Anche allora la Chiesa aveva protestato, ricordando che la sua predicazione va di pari passo con la carità verso il popolo. È chiaro che la Chiesa non può esimersi dal parlare di diritti e giustizia. Di conseguenza, il vescovo Hagos non ha potuto fare a meno nell’ultimo periodo di parlare dei giovani eritrei, inviati come carne da macello in una guerra (quella nella regione del Tigray, in Etiopia – ndr) che non ci riguarda. Il vescovo ha solo richiamato a lavorare per la pace, la giustizia e la dignità delle persone.

Che cosa si sa, invece, dei due sacerdoti arrestati la settimana prima del vescovo?
Di padre Mihretab Stefanos, parroco della chiesa di San Michele della diocesi di Saganeiti, non si sa niente purtroppo. Padre Abraham, frate cappuccino, dovrebbe invece essere stato arrestato per problemi legati al servizio militare. Lui, in quanto religioso e sacerdote, è esente dall’obbligo. Potrebbero averlo preso, però, per fare pressioni sul fratello, che non ha risposto alla chiamata di leva. Ma questo comportamento è insensato da parte del governo: se un maggiorenne decide di compiere un’azione, perché dovrebbero essere responsabili i suoi familiari? Il governo dovrebbe piuttosto chiedersi perché tanti giovani scappano dal servizio militare.

Qual è la ragione?
Tutti sanno quando inizia il servizio militare, ma nessuno sa quando finisce. Legalmente dovrebbe durare 18 mesi, ma per alcuni dura 20 anni, per altri ancora di più. Dopo l’addestramento si trasforma in servizio nazionale e cosa vuol dire? Che il regime ti assegna un lavoro – agricoltore, muratore, guardia – ma ti paga come un soldato di leva, l’equivalente di 30 o 40 dollari al mese, uno stipendio da fame che non basta a mantenere la propria famiglia. Al di là delle ingiustizie che subiscono, dei diritti personali che non esistono, è per questo che molti giovani non vogliono fare il servizio militare. Purtroppo in Eritrea ciascuna persona è solo un ingranaggio di una grande macchina: l’individuo non conta nulla.

Il Vaticano sta trattando con il governo per ottenere il rilascio del vescovo e dei due sacerdoti?
Penso che la Santa Sede stia facendo del suo meglio per dialogare con il regime, ma non ho elementi per dire se qualcosa è stato fatto. Spero di sì: il Vaticano deve pretendere il rilascio degli arrestati e più libertà di azione per la Chiesa in Eritrea.
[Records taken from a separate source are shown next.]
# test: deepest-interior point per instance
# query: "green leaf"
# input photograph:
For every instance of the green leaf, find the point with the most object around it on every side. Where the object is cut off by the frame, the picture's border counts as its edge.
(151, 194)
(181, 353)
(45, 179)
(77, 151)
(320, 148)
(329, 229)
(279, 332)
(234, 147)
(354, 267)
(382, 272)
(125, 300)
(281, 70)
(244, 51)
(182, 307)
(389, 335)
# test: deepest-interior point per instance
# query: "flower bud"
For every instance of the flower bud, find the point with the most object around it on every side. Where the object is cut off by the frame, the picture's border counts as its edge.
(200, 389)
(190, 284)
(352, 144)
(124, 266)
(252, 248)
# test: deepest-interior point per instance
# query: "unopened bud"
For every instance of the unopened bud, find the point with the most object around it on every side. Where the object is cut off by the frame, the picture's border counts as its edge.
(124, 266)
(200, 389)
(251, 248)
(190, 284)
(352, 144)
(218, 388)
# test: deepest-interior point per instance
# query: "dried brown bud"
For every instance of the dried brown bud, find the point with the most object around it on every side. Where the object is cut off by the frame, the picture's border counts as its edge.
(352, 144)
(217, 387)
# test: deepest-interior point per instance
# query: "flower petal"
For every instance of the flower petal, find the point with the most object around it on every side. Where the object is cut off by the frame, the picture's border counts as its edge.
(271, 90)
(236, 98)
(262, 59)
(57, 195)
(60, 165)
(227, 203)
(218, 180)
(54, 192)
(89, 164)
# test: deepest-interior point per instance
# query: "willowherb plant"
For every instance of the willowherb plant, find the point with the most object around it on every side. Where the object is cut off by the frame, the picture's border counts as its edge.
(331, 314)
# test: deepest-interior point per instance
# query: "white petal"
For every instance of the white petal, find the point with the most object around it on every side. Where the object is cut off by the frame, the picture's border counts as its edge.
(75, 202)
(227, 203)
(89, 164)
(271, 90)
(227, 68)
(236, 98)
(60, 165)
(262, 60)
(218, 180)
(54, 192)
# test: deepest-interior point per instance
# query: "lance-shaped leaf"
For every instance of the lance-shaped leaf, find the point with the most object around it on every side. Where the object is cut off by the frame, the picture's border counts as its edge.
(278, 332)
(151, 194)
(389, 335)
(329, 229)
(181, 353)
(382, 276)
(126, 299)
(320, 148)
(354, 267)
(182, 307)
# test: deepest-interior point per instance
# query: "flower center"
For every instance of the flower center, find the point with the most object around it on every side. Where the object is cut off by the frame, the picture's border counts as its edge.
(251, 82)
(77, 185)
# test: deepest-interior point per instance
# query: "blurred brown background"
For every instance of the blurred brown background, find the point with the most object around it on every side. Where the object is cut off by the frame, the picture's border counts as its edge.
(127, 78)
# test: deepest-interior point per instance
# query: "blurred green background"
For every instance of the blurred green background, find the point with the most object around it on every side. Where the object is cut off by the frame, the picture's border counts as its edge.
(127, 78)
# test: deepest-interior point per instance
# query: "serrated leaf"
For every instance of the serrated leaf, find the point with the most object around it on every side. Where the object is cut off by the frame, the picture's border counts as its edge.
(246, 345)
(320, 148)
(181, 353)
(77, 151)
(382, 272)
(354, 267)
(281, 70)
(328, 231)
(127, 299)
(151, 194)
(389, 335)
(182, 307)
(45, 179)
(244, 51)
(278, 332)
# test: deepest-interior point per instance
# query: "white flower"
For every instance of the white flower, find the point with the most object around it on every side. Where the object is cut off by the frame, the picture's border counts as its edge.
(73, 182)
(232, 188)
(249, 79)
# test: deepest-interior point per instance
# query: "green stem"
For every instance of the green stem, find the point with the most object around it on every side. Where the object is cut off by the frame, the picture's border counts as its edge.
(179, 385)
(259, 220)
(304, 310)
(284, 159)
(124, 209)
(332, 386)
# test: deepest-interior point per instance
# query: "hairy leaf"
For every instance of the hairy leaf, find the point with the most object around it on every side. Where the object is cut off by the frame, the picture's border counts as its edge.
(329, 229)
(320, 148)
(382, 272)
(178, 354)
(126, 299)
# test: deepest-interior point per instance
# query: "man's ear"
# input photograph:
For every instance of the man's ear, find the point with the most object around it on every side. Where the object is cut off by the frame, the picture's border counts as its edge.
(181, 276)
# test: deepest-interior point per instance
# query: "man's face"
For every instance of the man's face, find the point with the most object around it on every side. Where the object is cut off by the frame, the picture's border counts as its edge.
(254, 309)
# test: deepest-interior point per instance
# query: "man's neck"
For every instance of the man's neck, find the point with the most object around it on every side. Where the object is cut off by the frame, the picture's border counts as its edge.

Il regime eritreo ha già arrestato importanti esponenti di diverse confessioni religiose. In base alle esperienze passate ci sono speranze di ottenere un rilascio di monsignor Hagos e dei due sacerdoti?
Questo caso è unico, perché mai un vescovo cattolico era stato arrestato. Ci sono stati casi di sacerdoti fermati, ma c’era sempre una ragione, per quanto distorta, magari collegata al servizio militare. Se guardiamo alle altre confessioni religiose, il patriarca della Chiesa ortodossa, Abune Antonios, deceduto lo scorso 9 febbraio all’età di 94 anni, ha passato gli ultimi 16 anni di vita fino alla morte agli arresti, prima in carcere e poi domiciliari. Diversi preti ortodossi sono ancora in carcere, al pari di leader di altre confessioni religiose, che sono spariti.

Il governo italiano dovrebbe fare di più per facilitare il rilascio di monsignor Hagos?
Non solo il governo. Il mondo cattolico è rimasto in silenzio davanti all’arresto e alle sofferenze della Chiesa in Eritrea e questo mi lascia molto perplesso. Questo silenzio non aiuta. L’Italia poi, vista la sua responsabilità storica, morale e politica verso il mio paese dovrebbe fare molto di più per il popolo eritreo. Purtroppo, non è così.